The direction of effect was consistent between the IVW, maximum likelihood and MR-Egger methods for all genes except RHD, where the MR-Egger method opposed the direction of the IVW and maximum likelihood methods. CD177 (depression), RHD (dyskinesia), PYGL (UPDRS part 4) and STK4 (Hoehn and Yahr) reached significance when clumping at \({r}^{2}=0.001\). ADAM32 (Hoehn and Yahr), IRAK3 (dyskinesia), LMAN1 (UPDRS part 2), and RHD (dyskinesia) passed MR-Egger intercept, Cochran’s Q and I2 tests (Supplementary Data 2). Taken together, these five genes have the most robust MR evidence for modifying a PD progression marker.

Protein quantitative trait locus data provide further genetic evidence

Most clinically-used drugs target proteins, not gene expression, and genetic variants associated with protein levels (protein quantitative trait loci, pQTLs) may model drug target effects more accurately than eQTLs8. Even with high throughput protein assays, however, the spectrum of reliable, well-powered GWAS data on protein targets is limited. Many genetic studies on protein levels are based on plasma and lack tissue diversity37,38,39. Of the 23 proposed targets, we found pQTLs for BST1, CD38, CTSB, GPNMB and LGALS3 for PD risk, as well as PYGL and QDPR for UPDRS part 437,38,39,40.

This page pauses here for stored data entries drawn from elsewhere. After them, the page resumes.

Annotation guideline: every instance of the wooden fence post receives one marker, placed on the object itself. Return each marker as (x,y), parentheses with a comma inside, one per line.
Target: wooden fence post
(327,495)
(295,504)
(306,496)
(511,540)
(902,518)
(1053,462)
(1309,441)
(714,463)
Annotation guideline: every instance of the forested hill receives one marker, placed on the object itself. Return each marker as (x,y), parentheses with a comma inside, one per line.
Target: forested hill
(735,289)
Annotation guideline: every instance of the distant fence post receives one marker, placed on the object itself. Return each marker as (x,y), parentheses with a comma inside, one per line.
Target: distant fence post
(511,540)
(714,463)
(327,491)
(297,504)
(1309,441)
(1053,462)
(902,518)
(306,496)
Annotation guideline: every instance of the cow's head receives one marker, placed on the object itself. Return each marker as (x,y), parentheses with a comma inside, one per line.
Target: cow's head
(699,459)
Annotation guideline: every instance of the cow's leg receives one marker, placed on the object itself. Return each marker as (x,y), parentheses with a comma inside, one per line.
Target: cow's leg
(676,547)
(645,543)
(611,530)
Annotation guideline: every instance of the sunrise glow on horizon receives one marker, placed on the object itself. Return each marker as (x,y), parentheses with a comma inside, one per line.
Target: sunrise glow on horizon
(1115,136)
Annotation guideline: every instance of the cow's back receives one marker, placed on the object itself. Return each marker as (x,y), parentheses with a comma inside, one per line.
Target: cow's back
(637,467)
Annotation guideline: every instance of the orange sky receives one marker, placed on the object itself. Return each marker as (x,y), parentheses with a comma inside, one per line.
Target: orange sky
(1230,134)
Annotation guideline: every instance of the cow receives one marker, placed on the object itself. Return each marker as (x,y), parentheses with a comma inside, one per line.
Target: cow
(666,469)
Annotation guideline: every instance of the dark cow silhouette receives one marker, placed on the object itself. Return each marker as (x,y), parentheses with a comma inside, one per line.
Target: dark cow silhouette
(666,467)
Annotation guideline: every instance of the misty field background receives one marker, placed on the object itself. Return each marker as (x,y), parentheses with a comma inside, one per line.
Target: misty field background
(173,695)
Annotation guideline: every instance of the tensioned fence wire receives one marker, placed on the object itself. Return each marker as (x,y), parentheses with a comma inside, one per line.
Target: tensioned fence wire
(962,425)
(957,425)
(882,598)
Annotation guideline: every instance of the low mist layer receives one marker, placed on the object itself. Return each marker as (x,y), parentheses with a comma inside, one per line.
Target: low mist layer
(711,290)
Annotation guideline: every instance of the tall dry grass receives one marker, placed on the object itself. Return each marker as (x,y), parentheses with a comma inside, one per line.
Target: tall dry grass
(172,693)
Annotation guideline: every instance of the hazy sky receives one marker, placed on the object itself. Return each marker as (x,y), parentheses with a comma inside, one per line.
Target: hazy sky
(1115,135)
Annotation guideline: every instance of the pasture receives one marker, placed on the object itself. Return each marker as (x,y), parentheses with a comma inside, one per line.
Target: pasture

Our MR analysis found that BST1, CTSB and LGALS3 levels were consistently associated with PD risk (p < 0.05; Fig. 5 and Supplementary Data 5). The result for GPNMB (risk) and PYGL (UPDRS part 4) lost significance when using data from different pQTL studies. The direction of effect was consistent between the pQTL and eQTL results for all genes except BST1, and the MR-Egger intercept, Cochran’s Q and I2 tests suggest that the BST1 results may be biased by genetic pleiotropy (Supplementary Data 6). This illustrates the importance of MR quality control—maximizing the number of SNPs available per drug target and validation with different data types and independent replication cohorts is essential for a reliable effect estimate.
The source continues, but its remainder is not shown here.